A woman who worked as a software engineer in Seattle hacked into a server holding customer information for Capital One and obtained the personal data of more than 100 million people, federal prosecutors said Monday, in one of the largest thefts of data from a bank.
The suspect, Paige Thompson, 33, left a trail online for investigators to follow as she boasted about the hacking, according to court documents in Seattle, where she was arrested and charged with one count of computer fraud and abuse.
Thompson, who formerly worked for Amazon Web Services, which hosted the Capital One database that was breached, was listed as the organizer of a group on Meetup, a social network, called Seattle Warez Kiddies, described as a gathering for "anybody with an appreciation for distributed systems, programming, hacking, cracking." The FBI said it noticed her activity on Meetup and used it to trace her other online activities, eventually linking her to posts describing the data theft on Twitter and the Slack messaging service.
"I've basically strapped myself with a bomb vest," Thompson wrote in a Slack post, according to prosecutors, "dropping capital ones dox and admitting it."
According to court papers and Capital One, Thompson stole 140,000 Social Security numbers and 80,000 bank account numbers in the breach.
In all, more than 100 million people in the United States and Canada were affected, the company said Monday.

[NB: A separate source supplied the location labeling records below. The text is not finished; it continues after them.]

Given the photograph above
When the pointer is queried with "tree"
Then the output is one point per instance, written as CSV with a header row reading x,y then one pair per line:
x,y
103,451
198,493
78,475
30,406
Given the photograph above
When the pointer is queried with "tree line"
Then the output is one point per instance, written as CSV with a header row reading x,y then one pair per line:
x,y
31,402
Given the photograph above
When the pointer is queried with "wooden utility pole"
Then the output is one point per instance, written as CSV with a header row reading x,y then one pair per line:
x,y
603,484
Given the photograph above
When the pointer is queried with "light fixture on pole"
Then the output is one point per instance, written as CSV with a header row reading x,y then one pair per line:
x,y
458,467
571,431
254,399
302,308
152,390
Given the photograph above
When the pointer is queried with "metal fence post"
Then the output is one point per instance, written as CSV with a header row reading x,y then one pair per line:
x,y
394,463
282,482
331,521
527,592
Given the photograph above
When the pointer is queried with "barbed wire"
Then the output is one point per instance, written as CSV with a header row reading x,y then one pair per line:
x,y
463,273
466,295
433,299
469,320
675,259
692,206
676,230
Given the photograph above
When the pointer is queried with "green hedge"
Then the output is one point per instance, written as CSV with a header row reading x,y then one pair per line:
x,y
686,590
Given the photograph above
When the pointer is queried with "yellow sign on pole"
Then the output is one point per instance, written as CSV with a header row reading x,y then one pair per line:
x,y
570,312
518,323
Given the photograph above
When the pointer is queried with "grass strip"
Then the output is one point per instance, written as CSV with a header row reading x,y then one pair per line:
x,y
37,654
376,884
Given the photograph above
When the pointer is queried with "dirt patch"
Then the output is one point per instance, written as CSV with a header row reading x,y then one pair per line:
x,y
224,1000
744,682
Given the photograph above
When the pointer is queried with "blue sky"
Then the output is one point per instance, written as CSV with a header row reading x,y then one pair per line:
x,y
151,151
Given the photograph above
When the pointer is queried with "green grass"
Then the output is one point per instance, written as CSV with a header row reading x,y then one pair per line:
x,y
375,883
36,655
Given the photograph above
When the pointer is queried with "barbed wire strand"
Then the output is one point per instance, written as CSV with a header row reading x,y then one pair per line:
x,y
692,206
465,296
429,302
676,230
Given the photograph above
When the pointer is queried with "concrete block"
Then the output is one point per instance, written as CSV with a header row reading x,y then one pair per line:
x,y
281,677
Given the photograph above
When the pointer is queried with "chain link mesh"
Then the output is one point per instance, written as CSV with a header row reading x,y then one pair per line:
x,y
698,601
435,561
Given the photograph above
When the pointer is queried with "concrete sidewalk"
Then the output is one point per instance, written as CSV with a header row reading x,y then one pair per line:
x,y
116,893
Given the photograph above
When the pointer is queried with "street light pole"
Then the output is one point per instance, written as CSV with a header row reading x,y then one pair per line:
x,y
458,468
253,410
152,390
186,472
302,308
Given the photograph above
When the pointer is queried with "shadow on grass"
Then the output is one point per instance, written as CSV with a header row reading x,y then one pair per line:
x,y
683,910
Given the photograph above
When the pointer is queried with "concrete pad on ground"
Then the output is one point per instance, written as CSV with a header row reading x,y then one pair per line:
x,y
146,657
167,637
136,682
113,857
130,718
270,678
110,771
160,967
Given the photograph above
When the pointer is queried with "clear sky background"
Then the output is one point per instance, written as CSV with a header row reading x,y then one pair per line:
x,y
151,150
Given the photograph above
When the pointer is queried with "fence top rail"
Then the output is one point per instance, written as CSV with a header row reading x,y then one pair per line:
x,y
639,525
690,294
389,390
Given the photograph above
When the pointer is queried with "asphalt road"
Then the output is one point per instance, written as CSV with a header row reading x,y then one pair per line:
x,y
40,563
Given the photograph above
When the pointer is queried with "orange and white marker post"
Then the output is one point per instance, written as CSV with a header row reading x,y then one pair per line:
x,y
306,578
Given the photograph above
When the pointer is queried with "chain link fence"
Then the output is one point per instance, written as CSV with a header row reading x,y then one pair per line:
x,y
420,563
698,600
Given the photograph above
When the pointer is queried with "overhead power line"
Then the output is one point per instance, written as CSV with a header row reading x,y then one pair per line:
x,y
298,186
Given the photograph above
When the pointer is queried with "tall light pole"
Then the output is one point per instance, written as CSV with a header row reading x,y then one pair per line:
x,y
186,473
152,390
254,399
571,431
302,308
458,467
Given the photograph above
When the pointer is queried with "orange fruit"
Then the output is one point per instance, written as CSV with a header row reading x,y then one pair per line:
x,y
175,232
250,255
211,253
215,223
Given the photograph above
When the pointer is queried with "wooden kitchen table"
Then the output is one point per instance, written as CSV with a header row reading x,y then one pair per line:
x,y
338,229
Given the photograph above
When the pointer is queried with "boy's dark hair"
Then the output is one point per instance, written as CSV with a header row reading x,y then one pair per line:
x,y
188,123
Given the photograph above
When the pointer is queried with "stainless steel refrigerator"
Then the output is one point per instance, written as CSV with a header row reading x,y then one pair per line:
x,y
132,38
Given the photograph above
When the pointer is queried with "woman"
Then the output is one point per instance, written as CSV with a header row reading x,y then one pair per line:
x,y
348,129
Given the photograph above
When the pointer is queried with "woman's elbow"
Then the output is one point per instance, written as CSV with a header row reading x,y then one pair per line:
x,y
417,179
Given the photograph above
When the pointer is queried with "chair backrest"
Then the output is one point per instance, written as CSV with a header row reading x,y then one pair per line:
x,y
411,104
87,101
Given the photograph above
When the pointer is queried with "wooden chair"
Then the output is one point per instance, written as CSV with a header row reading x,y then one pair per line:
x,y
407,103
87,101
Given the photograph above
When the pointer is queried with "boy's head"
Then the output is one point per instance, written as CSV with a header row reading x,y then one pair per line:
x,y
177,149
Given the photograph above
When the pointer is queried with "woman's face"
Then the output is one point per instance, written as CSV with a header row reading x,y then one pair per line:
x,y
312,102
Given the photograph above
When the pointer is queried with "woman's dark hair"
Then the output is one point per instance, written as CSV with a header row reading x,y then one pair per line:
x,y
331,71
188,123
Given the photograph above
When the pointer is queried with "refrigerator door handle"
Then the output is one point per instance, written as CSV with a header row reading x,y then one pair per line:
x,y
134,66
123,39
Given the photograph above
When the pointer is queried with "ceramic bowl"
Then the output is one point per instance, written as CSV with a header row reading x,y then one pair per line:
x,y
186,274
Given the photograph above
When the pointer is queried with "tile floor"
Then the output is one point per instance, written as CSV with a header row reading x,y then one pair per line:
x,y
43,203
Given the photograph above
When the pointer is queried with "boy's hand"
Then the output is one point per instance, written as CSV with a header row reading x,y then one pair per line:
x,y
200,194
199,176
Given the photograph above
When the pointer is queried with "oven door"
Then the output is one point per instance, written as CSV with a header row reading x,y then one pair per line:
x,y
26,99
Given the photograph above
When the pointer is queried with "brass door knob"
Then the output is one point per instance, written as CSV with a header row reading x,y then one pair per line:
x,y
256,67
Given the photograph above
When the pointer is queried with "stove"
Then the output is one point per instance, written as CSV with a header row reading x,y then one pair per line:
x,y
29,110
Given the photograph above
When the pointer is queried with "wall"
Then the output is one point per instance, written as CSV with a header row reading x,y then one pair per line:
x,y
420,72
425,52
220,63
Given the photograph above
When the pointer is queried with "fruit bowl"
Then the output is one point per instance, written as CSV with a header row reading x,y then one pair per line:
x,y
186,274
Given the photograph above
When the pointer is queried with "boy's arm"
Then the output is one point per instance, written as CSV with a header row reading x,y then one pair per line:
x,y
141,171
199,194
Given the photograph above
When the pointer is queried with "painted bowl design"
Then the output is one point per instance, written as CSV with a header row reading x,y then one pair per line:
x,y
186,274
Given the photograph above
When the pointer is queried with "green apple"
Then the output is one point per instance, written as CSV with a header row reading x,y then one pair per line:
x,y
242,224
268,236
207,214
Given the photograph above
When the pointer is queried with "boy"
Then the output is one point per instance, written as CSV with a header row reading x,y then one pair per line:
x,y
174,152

The breach also compromised 1 million Canadian social insurance numbers -- the equivalent of Social Security numbers for Americans.
The information came from credit card applications by consumers and small businesses made as early as 2005 and as recently as 2019, according to Capital One.
"Based on our analysis to date," the bank said in a statement, "we believe it is unlikely that the information was used for fraud or disseminated by this individual."
The FBI agent who investigated the breach said in court papers that Thompson gained access to the sensitive data through a "misconfiguration" of a firewall on a Web application that would allow a hacker to communicate with the server where Capital One was storing its information and, eventually, obtain customer files.
On Monday, FBI agents executed a search warrant on Thompson's house. They seized "numerous digital devices," prosecutors said, and found on them "items that referenced Capital One" and Amazon, which they referred to in the complaint only as the "cloud computing company."
Capital One said the bank account numbers were linked to customers with "secured" credit cards. Secured cards require customers to put forth a sum of money -- $200 or $250 -- in exchange for a card.